Edge dissection of calcified plaque as a possible mechanism for acute coronary syndrome

Abstract
We evaluated the incidence and predictors of edge dissection of the calcified culprit plaque in patients with acute coronary syndrome (ACS) or stable angina (SA). Calcified plaque is not rare in patients with ACS, and compliance mismatch may create edge dissection of the calcified plaque to trigger ACS. However, little data are available on calcium edge dissection in relation to ACS. Pre-intervention intravascular ultrasound data were analyzed in 143 patients with ACS (n = 53) or SA (n = 90). Edge dissection of the calcified plaque was found in 14 patients (9.8 %). Patients were divided into two groups based on calcium edge dissection: group I (edge dissection, n = 14) and group II (no edge dissection, n = 129). Clinical and angiographic characteristics were largely similar between the two groups; however, ACS was more common in group I than in group II (64.3 vs. 34.1 %, respectively, p = 0.039).

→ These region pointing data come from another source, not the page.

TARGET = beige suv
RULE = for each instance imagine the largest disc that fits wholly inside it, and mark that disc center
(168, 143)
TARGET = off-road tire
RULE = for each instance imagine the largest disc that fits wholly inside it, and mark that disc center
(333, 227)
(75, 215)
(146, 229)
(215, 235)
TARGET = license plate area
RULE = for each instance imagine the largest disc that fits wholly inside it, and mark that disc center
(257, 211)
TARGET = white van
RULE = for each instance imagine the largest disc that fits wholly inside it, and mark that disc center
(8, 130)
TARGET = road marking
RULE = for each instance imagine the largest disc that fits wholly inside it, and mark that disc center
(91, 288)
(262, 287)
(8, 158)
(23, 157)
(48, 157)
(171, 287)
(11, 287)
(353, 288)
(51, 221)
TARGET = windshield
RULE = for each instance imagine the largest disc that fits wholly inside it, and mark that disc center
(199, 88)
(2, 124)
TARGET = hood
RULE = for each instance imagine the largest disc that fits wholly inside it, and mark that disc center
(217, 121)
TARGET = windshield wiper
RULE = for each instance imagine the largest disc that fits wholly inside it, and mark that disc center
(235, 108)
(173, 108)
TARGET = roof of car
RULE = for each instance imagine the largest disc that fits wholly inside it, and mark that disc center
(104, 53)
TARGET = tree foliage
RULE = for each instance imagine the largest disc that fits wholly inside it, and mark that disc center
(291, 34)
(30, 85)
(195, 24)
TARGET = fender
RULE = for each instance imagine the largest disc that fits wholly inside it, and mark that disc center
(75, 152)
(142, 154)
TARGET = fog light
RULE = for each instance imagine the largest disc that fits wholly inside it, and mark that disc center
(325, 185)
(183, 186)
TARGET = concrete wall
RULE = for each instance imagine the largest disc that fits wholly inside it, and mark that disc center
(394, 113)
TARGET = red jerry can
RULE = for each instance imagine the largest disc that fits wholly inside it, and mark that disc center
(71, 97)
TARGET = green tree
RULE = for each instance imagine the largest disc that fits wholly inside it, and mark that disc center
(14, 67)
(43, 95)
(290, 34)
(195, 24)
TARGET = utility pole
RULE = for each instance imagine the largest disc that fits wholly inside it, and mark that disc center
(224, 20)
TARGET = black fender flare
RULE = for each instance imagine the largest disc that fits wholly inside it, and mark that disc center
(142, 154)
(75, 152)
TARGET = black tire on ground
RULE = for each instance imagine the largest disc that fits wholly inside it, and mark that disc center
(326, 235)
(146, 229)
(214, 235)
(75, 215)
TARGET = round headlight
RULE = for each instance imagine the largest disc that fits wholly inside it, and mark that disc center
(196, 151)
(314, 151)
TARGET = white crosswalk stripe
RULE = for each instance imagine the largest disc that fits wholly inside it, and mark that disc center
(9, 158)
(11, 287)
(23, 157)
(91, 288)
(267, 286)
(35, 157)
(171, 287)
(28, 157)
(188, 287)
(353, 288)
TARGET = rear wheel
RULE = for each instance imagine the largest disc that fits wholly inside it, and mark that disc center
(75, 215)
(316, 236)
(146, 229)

Intravascular ultrasound variables did not differ between the two groups except thrombus and reference measurements, with thrombus more frequently observed in group I than in group II (35.7 vs. 8.5 %, respectively, p = 0.010). Likewise, proximal and distal reference measurements were larger in group I than in group II. Multivariate analysis showed that ACS was the only independent predictor of calcium edge dissection (odds ratio 3.5, 95 % confidence interval 1.1–11.0, p = 0.034). Edge dissection of the calcified plaque was present and more common in ACS patients than in SA patients. Calcium edge dissection may play a role in the pathogenesis of ACS.